The IBM SmartCloud Enterprise+ Service (what amazing names IBM comes up with)
does incorporate zSeries machines.

<http://www-935.ibm.com/services/us/en/managed-cloud-hosting/>

------
carlesfe
I work with supercomputers.

Mainframes are very, very extended nowadays. Researchers use them, the
government uses them, some big business use them.

From my point of view, there are four "mainframe" concepts, and one of them is
not a monolithic mainframe _per se_ :

1\. Supercomputers: thousands of CPUs, each with access to a few gigabytes of
RAM, which can run massively parallel jobs

2\. Shared memory machines: 64-256 CPUs, each of them can access to 0.5-2TB of
memory

3\. GPUs: Hundreds of CPUs, each with access to 1-4 GPUs and a few gigabytes
of RAM, to run highly parallel vector jobs

4\. Clusters: Commodity hardware (either racked or workstations) connected by
a network which uses a queue system

The first three belong to the modern implementation of the mainframe, the last
one is a "supercomputing"-like facility, built with regular hardware.

This brings us to OP's article, and to my main point. There are many research
centres, business and government which use them, but there is a trend towards
using regular Intel processors instead of mainframe-like vector processors.

Why? Because they're easier to program for.
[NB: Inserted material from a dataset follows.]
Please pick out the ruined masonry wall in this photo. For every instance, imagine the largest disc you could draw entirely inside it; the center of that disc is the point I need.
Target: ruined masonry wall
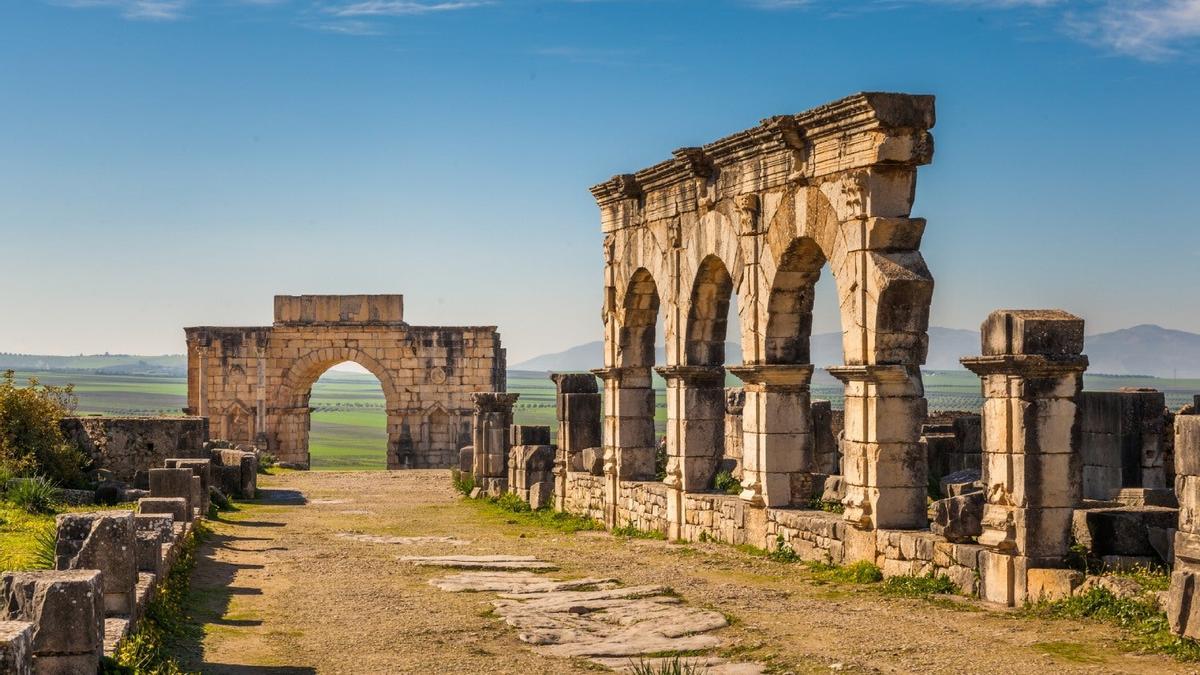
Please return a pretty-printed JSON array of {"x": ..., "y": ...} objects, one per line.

Us at the Barcelona Supercomputing
Center have worked with ppc, ppc64, cell, ia64, i686 and x86_64 architectures,
and here's what happened.

Some of these architectures don't have debugging/profiling tools available.

I joke with my colleagues about how it has been 10 years from the first CPU
with hyperthreading and we still don't have fully automated tools to take
advantage of parallelism on legacy code. We know it's difficult to do, but
that has to be taken into account when planning to buy a new machine. Old code
might run slower on the new machine because of the highly parallelism but
lower raw speed.

Others (cell) are just so difficult to optimize that we needed 2 postdocs
working 2 years only to make a matrix multiplication take about 80% of the
full computing power. I'll only say that our next machine was going to be a
Cell supercomputer, but that idea was dropped after a scientific panel advised
against it.

Some months ago I took a course on GPU programming, and for those of you who
have never programmed on vector processors, it is like the Hello World in
brainfuck. My CS degree+masters wasn't just enough. It is overwhelming. The
guy teaching the course was a PhD with 3 year experience programming GPUs, and
he admitted that most of the times, if you compare the time it takes for you
to program on a GPU with the time you save running the software, it is just
not worth it. Hey, sometimes it is, and you save a lot of time. But not for
most cases. So we're back to regular Intel processors again.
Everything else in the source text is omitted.